そのようなお子さんですので、砂を食べてしまったり、遠くを見ていたり。その都度担任は、声をかけ続けました。それでも返ってくるのは、笑顔だけです。それほどの自閉症の子です。

先に書いたとおり、途中で相馬を離れてしまったので、その後の生活は、風の便りでしかわからず、この時期になると「どうしているのだろう…」と気がかりになる記憶に残る子の1人です。

その彼が今日、遠く中通りから幼稚園に挨拶にきました!今日は、福島県内の高校入試の日で学校がお休みとのこと。支援学校もお休みになったので、何をしようかと考えていたところ、彼が中村幼稚園に行きたい!と意思表示をしたとのことです。

このポイントは「意思表示」です。一緒にこられたおばあさんの話によると、彼はやはり今でも言葉を発せないそうです。しかし、文字を書くことが出来るようになり、自分の要求を時折筆談で伝え、また今では趣味で毛筆をしているとのこと。

面影は変わらずあの笑顔なのですが、びっくりしたのはその身体の大きさ!ゆうにタカシ先生を越え、おばあさんにおんぶをしてみせるのですが、おばあさんが潰れてしまうのではないかと思うくらいに大きくなっていました。「こうしておばあちゃんのことが大好きでいてくれるんですよ」とおばあさまも目を細めて話してくださいます。学校では優秀で先生に褒められることも多く、そんな話をされているのを聞いている彼は、その大きな体をジャンプさせて喜び、懐かしそうに正門から幼稚園を眺めるのです。

そうそう、あなたの定位置は、すみれ 組前のサッカーゴールの後ろ。そこに両足を投げ出して座り、砂遊びをしていたっけね。

帰りには、やはり言葉は出ず不器用に頭を何度も下げて帰っていきます。幼稚園の時とは違ってすっかり大きくなった彼の背中に「〇〇バイバイ、ありがとねぇ〜」と手を振ると、こちらを振り返り、あの笑顔を見せておばあちゃんに肩を組んで車に乗り込みました。

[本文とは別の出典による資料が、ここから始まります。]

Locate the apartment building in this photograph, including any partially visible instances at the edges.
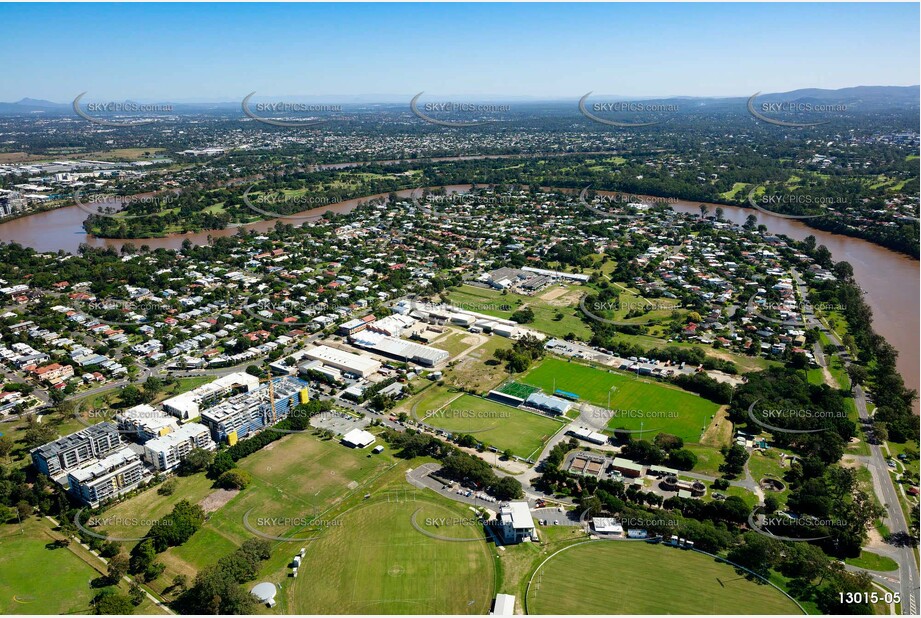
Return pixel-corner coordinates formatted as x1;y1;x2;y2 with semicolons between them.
31;422;123;478
143;422;215;471
201;376;309;443
66;447;145;507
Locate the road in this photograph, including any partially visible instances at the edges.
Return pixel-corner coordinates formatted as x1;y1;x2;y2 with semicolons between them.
793;270;918;614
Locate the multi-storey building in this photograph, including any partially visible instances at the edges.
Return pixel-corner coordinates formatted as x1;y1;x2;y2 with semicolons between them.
31;422;123;478
143;423;215;471
66;447;145;507
201;376;309;443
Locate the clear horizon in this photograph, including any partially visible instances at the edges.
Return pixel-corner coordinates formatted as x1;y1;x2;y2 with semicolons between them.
2;2;918;101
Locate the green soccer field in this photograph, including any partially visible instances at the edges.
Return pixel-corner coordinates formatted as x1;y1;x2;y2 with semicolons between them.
422;393;565;459
526;541;802;614
497;381;540;399
287;497;495;614
521;357;720;443
92;430;395;592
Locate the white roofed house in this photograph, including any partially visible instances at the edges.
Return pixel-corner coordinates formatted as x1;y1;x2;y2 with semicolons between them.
499;501;535;544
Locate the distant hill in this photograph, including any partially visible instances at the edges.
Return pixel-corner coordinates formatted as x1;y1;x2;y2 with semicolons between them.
0;85;917;114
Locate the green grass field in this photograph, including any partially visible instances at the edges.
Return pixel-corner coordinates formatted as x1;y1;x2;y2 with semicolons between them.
287;497;495;614
431;330;481;357
526;541;802;614
421;393;564;459
497;381;539;399
0;520;101;614
443;283;592;340
845;550;899;572
97;430;394;593
88;473;216;542
521;358;720;443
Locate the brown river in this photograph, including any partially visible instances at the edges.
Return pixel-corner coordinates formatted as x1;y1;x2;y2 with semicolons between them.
0;185;916;398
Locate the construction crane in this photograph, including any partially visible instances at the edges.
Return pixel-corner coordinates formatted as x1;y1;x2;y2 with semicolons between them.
257;369;278;425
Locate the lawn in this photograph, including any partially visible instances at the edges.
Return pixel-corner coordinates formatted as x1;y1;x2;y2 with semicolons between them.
0;519;101;614
845;550;898;572
526;541;802;614
109;430;394;593
521;357;720;443
87;473;216;543
287;496;495;614
0;518;165;615
443;283;592;340
421;394;565;460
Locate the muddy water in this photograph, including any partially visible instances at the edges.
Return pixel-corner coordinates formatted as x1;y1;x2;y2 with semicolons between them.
0;185;916;397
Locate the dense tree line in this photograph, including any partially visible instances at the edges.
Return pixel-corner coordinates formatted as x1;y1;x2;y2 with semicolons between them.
174;539;272;614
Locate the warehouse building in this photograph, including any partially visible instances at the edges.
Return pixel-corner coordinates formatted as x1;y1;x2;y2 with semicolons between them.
143;423;215;471
349;331;449;367
592;517;624;536
569;426;609;445
66;446;145;507
31;422;123;478
341;428;376;448
303;345;381;378
611;457;645;478
491;594;516;616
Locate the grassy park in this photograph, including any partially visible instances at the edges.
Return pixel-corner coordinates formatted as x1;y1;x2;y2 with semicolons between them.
521;357;720;443
526;541;802;614
418;392;564;460
287;496;495;614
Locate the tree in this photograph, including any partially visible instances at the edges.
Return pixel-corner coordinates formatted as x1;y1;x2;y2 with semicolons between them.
129;539;156;576
128;583;146;606
0;434;13;460
177;447;213;475
763;495;780;514
654;433;683;451
147;500;205;551
667;448;698;471
100;540;122;558
143;561;165;583
218;469;252;490
93;589;134;615
207;451;236;478
727;532;781;577
15;500;32;521
107;553;129;583
491;476;523;501
510;307;535;324
621;440;665;465
720;444;749;476
23;423;56;448
171;574;189;593
846;364;868;386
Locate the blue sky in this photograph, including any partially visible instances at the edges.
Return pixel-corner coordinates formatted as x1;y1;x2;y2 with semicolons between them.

あの時のタカシ先生は、あなたが何を思い、何を考え、何を感じているのか、本当にわからなかったんだ。もしかしたら、タカシ先生の事はもちろん、担任の先生も、中村幼稚園の事でさえも全然わかってないと思っていたんだ。でも、こうして月日が経って、君の心の中に、そしてあの笑顔の中に「中村幼稚園」が残っていたことを今日初めて知って嬉しく思うよ。中村幼稚園に入園してくれて、ありがとう。